Very nice programming model. Abstracts way thread management from the user. Similar to C, but no recursion. Fortran and C++ support is coming. Works on NVidia hardware only. Free binary available, no registration required.
The Stanford University Graphics group’s compiler and run-time implementation of the Brook stream programming language. Still considered “beta” (although it has been around for a while). Supports both NVidia and AMD/ATI hardware. BSD license
Available form AMD/ATI, based on Stanford University Graphics group’s compiler and run-time implementation of the Brook stream programming language. Based on C, but no recursion. AMD/ATI hardware only.
Currently a research project, but it allows MIMD On GP-GPUs (MOG)
Table Three: Programming Tools for GP-GPU hardware
Some Final Words
The most interesting thing bout GP-GPU processing is what I call the low barrier of experimentation. Many of the early successes in GP-GPU computing came about because someone became curious about the processing power that might exist in their video card. They set out on their own, at home or in their office and ported a portion of their code to CUDA or BrookGPU. After what they described as minimal effort, they started to see speed-ups of 5-10 times (maybe more). Convinced they were on to something, they did more porting and in some cases managed to achieve remarkable speed-ups. At this point, they were able to convince their colleagues that GPU processing actually worked.
All of this sounds very familiar to how cluster HPC came to into the market. Like clusters, the cost to get in the game is minimal. For example, there are over 70 million CUDA enabled GPUs sitting in workstations out there. If you don’t have one, a the cost of a basic GeForce video card was less than $100. As for the software, it is freely available. NVidia and AMD/ATU, quite wisely, makes the tools available at no cost (and with no registration hassles). It is essentially the same cluster recipe, a low (or no) cost of entry, a possible big pay-off, and some spare time.
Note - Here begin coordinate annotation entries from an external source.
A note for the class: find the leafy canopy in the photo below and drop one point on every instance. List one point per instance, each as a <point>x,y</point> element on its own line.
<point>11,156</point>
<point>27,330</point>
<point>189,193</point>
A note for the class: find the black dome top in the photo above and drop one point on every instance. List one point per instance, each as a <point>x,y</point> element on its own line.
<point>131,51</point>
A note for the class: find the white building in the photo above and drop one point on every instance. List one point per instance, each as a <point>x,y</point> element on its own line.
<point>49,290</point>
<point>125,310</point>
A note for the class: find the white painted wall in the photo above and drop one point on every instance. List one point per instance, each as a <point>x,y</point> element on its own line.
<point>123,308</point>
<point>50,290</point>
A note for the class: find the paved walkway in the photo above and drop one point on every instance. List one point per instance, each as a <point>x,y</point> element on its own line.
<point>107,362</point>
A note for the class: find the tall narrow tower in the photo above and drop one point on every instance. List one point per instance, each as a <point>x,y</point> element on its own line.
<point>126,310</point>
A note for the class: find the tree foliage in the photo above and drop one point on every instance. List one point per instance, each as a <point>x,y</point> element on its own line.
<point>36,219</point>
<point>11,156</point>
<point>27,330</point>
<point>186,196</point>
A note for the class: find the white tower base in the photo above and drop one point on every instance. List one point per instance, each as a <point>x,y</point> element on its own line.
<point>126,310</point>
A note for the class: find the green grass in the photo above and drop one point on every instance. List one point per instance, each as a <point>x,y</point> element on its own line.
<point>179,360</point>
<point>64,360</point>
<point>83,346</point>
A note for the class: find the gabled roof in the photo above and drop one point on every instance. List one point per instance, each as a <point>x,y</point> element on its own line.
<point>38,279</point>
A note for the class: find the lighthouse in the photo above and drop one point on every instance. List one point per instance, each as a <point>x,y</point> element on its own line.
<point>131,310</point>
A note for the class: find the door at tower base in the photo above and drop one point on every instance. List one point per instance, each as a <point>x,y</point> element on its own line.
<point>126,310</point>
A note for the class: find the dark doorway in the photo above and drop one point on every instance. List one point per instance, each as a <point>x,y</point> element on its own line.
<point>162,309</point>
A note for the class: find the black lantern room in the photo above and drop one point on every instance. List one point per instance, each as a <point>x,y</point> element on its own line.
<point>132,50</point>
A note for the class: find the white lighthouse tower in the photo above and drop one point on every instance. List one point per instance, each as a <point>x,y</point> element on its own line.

It is no wonder people are “playing” with this new technology.
If you are serious about GP-PU computing (i.e. you want to use it in a production environment), then consider the NVidia Tesla or AMD/ATI FireStream lines of hardware. Although the same GP-GPU may be used in less expensive video cards, the HPC optimized solutions are more than clever re-packaging. The HPC versions are designed for continuous operation which requires higher quality parts and attention to cooling. While a typical video card can reach the processing levels of an HPC application, most video processing happen in bursts. There are times when the GP-GPU is waiting for user input — like when you are about to yank that guy out of a car and start your crime spree.
The HPC enabled GP-GPUs are making some serious in-roads. There seems to be some healthy competition and plenty of success stories in the market. A low barrier to entry plus a spectrum of development tools make this a possible addition to your HPC arsenal.